Na semana passada, a presidente da Entidade Reguladora dos Serviços Energéticos (ERSE), Maria Cristina Portugal, indicou também o início de 2019 como a nova data para o arranque do projeto-piloto. O Dinheiro Vivo apurou que o regulador está a levar a cabo um estudo sobre esta tarifa social para o gás engarrafado, encomendado pelo governo, que ainda não está pronto. “Estamos a avaliar e vamos ter novidades agora no início de 2019. São competências recentes da ERSE, no gás engarrafado. Estamos em período de ajustamento mas esperamos no início de 2019 já ter expressões a serem dadas”, disse a presidente da ERSE.

Galp, Cepsa, Repsol e Rubis são as quatro empresas que já confirmaram ao Dinheiro Vivo que estão interessadas em participar no projeto, estando agora a aguardar que a DGEG as informe sobre os próximos passos. Tudo começou em 2017 com a Cepsa, que avançou com uma proposta de criação de um modelo equivalente ao da tarifa social para o gás de garrafa, um projeto que entretanto foi alargado a outros operadores.

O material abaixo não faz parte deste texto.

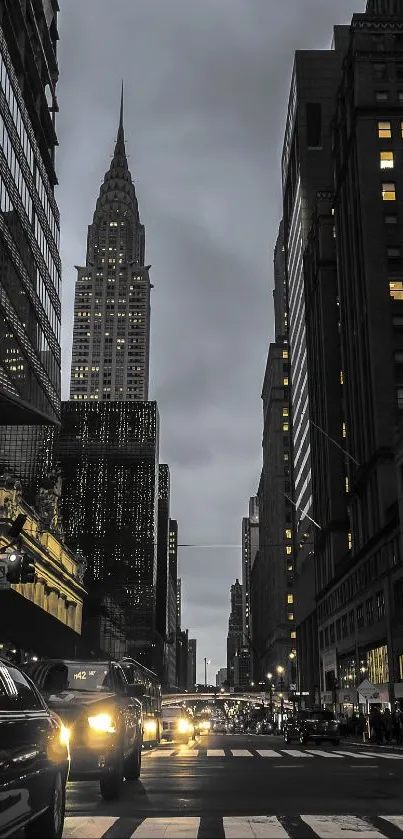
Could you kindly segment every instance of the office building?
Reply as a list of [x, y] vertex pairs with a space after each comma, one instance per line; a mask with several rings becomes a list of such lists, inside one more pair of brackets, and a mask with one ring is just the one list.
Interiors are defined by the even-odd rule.
[[256, 682], [285, 669], [295, 675], [289, 658], [296, 648], [294, 556], [292, 541], [291, 425], [287, 289], [283, 224], [274, 250], [274, 332], [262, 388], [263, 465], [259, 482], [259, 551], [251, 571], [251, 614]]
[[113, 594], [113, 609], [125, 619], [127, 653], [162, 676], [157, 405], [71, 401], [62, 408], [56, 457], [66, 539], [87, 557], [90, 592]]
[[[319, 655], [313, 561], [312, 457], [307, 370], [303, 254], [318, 191], [333, 182], [332, 120], [348, 27], [335, 27], [333, 48], [295, 53], [282, 156], [284, 247], [291, 374], [292, 493], [295, 504], [290, 547], [295, 553], [297, 648], [304, 658], [300, 687], [318, 697]], [[291, 376], [291, 380], [290, 380]]]
[[239, 580], [231, 586], [231, 611], [228, 620], [227, 635], [227, 674], [231, 686], [234, 682], [235, 654], [243, 647], [242, 627], [242, 584]]
[[188, 641], [188, 690], [194, 690], [196, 686], [196, 638], [189, 638]]
[[147, 401], [150, 279], [145, 232], [129, 171], [123, 90], [114, 155], [77, 268], [70, 398]]
[[0, 414], [60, 420], [57, 0], [0, 2]]
[[339, 690], [368, 678], [380, 701], [403, 696], [395, 465], [403, 408], [402, 16], [398, 0], [368, 0], [366, 13], [354, 15], [335, 102], [333, 207], [347, 453], [341, 489], [349, 550], [318, 593], [326, 702], [329, 675]]
[[249, 515], [242, 519], [242, 631], [243, 644], [251, 649], [250, 575], [259, 551], [259, 501], [249, 499]]

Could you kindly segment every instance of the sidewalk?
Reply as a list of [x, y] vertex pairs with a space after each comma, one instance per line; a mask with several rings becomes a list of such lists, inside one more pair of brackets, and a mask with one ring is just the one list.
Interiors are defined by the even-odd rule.
[[392, 752], [403, 752], [403, 745], [397, 746], [395, 742], [393, 743], [383, 743], [381, 746], [378, 746], [377, 743], [370, 743], [368, 740], [363, 741], [362, 737], [342, 737], [342, 742], [345, 746], [348, 746], [349, 743], [353, 746], [365, 746], [369, 749], [385, 749], [387, 751]]

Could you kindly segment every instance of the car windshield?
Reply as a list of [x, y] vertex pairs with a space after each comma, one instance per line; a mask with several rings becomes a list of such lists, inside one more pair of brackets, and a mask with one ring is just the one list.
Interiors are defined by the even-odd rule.
[[109, 667], [107, 664], [88, 662], [65, 662], [67, 684], [65, 690], [107, 691], [110, 690]]

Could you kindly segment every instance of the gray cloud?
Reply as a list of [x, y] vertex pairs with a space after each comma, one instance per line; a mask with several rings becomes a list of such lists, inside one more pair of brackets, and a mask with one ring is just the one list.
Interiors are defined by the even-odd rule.
[[[364, 0], [68, 0], [60, 15], [58, 200], [68, 395], [74, 264], [109, 165], [125, 80], [127, 151], [152, 263], [151, 397], [180, 541], [240, 542], [261, 464], [272, 250], [293, 51], [326, 49]], [[225, 664], [240, 551], [180, 552], [183, 623]], [[212, 664], [213, 667], [213, 664]]]

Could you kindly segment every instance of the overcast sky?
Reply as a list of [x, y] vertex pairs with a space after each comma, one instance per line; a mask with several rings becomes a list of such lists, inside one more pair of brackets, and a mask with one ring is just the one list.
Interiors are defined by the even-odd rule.
[[[295, 49], [327, 49], [365, 0], [62, 0], [57, 195], [68, 398], [75, 264], [126, 148], [151, 263], [151, 389], [180, 542], [238, 545], [261, 470], [273, 247]], [[182, 625], [226, 665], [239, 548], [181, 549]]]

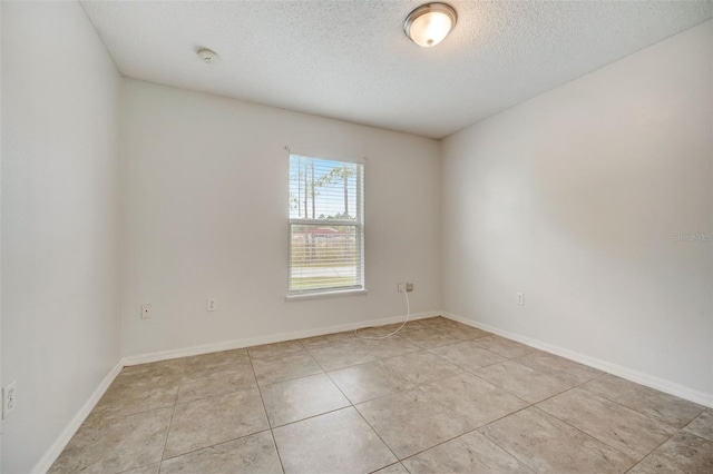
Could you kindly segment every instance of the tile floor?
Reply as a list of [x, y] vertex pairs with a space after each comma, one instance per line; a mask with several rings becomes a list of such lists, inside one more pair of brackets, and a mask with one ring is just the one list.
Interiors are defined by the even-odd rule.
[[442, 317], [404, 329], [126, 367], [50, 472], [713, 473], [712, 409]]

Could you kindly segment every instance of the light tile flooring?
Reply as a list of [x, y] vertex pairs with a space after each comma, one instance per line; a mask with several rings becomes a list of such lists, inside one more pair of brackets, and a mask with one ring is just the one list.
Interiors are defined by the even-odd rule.
[[127, 367], [50, 472], [713, 473], [711, 409], [442, 317], [404, 329]]

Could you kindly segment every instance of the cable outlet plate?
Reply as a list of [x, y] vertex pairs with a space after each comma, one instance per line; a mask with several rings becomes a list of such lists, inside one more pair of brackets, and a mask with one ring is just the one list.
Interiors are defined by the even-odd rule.
[[141, 319], [150, 319], [152, 318], [152, 305], [144, 304], [141, 305]]
[[11, 382], [2, 389], [2, 418], [7, 418], [10, 412], [14, 409], [17, 404], [16, 383]]
[[205, 304], [206, 312], [216, 312], [218, 309], [218, 303], [215, 298], [208, 298]]

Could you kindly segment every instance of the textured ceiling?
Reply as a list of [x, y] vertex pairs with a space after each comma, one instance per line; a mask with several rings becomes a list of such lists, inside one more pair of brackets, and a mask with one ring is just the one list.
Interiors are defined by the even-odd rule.
[[[84, 1], [125, 76], [441, 138], [711, 18], [710, 1]], [[198, 47], [221, 60], [201, 62]]]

Em causa, reconhece o governo, estão os “preços excessivamente altos quando comparados com Espanha”.

De acordo com a portaria original, caberia às autarquias a responsabilidade de definir um espaço próprio e exclusivo para a venda da garrafa solidária apenas aos beneficiários da mesma, para evitar fraudes. Fonte conhecedora do processo explicou ao Dinheiro Vivo que a botija solidária será vendida, em cada região, por uma única empresa comercializadora de gás escolhida em concurso público para o efeito. São elegíveis as pessoas singulares em situação de carência socioeconómica ou os beneficiários da tarifa social de fornecimento de energia elétrica. Cada beneficiário terá direito, no máximo, a duas garrafas de gás por mês. Nas famílias com mais de quatro pessoas o limite sobe para três botijas.